Although our haulage routes are typically marked with burning trees, park staff sometimes need to use rock cairns or marking tape to temporarily identify haulage routes after a burn.

This is necessary when burned trees will likely fall over time, leaving much more exposed bedrock to navigate.

Keep an eye out for these trail markers. They will help guide you when the road becomes complicated or confusing.

Look for!

Whether you’re on the trail or at your campsite, always be aware of your surroundings.

Avoid camping under burned trees and branches that could fall on you. Even a small burn to the root system can compromise a tree and make it unsafe.

tent at the campsiteCamping at Jester Lake

Be careful when traveling by transport, especially on windy days.

Always choose your campsites and travel routes wisely.

A more serene experience

Often after a park has experienced a wildfire, visitors may be reluctant to return immediately.
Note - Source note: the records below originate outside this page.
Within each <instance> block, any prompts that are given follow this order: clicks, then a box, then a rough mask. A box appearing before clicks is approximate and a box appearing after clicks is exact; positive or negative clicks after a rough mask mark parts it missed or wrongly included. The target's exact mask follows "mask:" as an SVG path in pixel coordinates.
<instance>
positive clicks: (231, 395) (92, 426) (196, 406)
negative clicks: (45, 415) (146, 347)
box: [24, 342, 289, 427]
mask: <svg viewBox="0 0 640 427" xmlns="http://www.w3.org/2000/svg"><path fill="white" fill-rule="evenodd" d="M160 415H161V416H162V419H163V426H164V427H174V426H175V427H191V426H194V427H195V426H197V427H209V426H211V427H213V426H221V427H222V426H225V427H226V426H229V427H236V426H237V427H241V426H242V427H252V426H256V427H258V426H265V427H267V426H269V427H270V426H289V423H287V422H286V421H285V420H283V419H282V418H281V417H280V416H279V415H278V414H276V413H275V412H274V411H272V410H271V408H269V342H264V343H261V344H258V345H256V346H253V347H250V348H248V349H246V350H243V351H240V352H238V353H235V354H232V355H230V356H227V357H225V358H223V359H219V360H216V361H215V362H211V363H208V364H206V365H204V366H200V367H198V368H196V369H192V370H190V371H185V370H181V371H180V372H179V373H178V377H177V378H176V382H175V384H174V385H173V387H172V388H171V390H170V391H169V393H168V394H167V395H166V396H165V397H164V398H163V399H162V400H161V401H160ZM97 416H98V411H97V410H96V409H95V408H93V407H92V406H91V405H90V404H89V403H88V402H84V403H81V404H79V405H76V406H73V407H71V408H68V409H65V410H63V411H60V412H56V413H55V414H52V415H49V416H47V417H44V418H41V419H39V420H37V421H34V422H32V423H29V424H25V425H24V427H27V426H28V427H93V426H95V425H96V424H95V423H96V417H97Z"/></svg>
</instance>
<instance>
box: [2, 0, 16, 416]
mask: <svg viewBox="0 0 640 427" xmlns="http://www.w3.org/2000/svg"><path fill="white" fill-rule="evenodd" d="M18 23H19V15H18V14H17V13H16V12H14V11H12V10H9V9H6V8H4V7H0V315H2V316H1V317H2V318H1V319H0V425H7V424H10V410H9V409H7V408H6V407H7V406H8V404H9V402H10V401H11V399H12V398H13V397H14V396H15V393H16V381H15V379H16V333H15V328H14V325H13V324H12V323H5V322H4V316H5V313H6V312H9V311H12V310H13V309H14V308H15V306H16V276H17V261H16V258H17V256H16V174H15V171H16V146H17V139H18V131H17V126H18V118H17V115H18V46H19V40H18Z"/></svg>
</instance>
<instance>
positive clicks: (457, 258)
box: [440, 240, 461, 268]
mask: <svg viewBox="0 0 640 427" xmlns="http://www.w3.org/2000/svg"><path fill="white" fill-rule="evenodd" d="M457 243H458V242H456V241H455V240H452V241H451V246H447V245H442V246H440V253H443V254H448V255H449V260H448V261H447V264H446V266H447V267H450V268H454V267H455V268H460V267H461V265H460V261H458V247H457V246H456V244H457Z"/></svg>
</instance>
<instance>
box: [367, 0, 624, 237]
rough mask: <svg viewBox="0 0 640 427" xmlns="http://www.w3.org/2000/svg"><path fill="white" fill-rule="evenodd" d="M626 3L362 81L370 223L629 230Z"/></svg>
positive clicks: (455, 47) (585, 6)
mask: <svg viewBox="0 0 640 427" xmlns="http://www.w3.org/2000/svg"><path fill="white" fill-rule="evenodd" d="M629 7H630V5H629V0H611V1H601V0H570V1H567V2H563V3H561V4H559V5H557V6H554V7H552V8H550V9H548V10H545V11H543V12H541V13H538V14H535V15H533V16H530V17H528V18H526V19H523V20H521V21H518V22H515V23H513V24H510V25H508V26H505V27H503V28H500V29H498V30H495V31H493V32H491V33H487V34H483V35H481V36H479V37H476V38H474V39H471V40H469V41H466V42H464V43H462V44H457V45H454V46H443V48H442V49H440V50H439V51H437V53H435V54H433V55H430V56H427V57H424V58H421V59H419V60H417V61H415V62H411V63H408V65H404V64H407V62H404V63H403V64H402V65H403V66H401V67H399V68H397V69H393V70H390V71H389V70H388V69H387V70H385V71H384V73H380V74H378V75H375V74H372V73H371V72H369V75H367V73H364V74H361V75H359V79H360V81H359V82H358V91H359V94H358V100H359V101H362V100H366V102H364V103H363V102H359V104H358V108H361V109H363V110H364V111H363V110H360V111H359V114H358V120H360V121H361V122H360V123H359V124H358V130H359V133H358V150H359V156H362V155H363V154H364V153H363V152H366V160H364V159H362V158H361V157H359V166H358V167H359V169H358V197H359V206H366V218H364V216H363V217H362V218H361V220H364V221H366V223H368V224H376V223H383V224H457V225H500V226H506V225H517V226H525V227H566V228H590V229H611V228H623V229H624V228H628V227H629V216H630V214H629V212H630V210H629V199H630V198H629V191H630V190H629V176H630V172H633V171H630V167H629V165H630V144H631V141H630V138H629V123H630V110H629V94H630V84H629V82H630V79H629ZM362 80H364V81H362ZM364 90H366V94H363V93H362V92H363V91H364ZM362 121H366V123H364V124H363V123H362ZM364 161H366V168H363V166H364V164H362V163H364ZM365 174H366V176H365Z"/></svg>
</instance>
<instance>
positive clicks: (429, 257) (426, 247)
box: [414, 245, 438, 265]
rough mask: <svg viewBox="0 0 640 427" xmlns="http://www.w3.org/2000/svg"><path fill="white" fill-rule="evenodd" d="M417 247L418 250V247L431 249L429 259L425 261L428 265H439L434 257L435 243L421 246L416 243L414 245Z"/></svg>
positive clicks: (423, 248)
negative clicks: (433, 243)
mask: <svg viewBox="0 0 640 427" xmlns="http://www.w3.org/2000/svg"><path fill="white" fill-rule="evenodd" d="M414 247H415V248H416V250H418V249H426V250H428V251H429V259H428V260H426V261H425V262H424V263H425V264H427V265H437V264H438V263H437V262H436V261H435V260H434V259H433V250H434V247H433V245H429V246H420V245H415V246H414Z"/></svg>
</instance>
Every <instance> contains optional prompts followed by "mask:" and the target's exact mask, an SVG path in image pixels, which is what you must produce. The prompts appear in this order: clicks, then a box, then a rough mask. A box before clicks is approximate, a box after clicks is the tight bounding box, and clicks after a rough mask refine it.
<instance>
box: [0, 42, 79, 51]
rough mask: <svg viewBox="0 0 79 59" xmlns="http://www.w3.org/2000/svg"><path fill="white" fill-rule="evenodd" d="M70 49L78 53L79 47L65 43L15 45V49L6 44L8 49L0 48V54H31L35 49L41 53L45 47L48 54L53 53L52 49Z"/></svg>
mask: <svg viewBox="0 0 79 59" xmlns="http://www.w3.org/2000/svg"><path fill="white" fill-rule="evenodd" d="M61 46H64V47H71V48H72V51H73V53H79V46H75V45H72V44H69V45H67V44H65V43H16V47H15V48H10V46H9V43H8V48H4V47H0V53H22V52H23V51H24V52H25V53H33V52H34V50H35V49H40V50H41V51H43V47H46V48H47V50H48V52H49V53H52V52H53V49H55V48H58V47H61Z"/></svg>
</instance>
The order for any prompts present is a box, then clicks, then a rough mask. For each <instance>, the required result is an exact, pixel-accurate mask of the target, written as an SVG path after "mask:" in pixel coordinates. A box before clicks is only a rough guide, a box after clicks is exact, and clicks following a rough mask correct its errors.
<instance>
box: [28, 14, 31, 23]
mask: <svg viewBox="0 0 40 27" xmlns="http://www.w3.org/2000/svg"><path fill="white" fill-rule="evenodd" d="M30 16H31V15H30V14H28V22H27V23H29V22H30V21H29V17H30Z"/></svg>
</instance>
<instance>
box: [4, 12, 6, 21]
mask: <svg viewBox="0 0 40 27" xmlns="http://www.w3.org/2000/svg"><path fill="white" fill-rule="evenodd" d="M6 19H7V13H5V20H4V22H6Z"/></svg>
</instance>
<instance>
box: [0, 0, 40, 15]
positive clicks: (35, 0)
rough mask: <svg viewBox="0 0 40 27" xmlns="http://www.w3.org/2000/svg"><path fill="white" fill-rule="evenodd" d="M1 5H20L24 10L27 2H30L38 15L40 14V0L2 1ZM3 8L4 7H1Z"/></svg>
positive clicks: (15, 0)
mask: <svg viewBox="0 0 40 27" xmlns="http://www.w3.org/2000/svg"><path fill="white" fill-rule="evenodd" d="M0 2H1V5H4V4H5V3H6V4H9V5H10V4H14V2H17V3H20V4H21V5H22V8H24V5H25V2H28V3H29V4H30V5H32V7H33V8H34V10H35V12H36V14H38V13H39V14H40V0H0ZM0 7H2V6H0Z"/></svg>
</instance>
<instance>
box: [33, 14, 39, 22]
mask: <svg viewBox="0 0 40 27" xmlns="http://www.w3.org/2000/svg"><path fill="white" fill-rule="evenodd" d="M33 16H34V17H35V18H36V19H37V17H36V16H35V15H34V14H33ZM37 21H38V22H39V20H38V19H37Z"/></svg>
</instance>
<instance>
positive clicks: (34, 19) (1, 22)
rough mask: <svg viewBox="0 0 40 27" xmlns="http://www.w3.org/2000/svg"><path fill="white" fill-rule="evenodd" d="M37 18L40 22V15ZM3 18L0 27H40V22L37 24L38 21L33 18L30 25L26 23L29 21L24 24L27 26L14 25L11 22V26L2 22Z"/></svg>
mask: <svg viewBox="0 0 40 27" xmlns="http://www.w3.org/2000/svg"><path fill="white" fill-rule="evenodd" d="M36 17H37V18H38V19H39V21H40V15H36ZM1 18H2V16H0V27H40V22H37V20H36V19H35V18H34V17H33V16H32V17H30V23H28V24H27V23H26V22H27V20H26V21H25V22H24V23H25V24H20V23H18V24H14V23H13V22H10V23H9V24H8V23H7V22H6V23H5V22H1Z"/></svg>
This means you may encounter fewer people during your trips through the park.

elk antlers

Planning a trip after the fire will allow you to not only witness the wonders of nature regenerating, but will also provide you with greater solitude during your trip.

Want to learn more?

Visit our Woodland Caribou Trip Planner blog for current park conditions.

Please contact park staff at 807-727-1329 or [email protected] for pre-trip help with planning your trip after the wildfire.

A forest fire can be a beautiful thing!

Whether you’re planning a post-wildfire trip to Woodland Caribou or another wilderness park, we hope these tricks help you navigate recently burned areas of the park.

There is an unspoken beauty in traveling through a recent park fire – we hope you visit soon!

The closest access point to Woodland Caribou Provincial Park (Johnson Lake) is located approximately 34 km northwest of Red Lake, Ontario.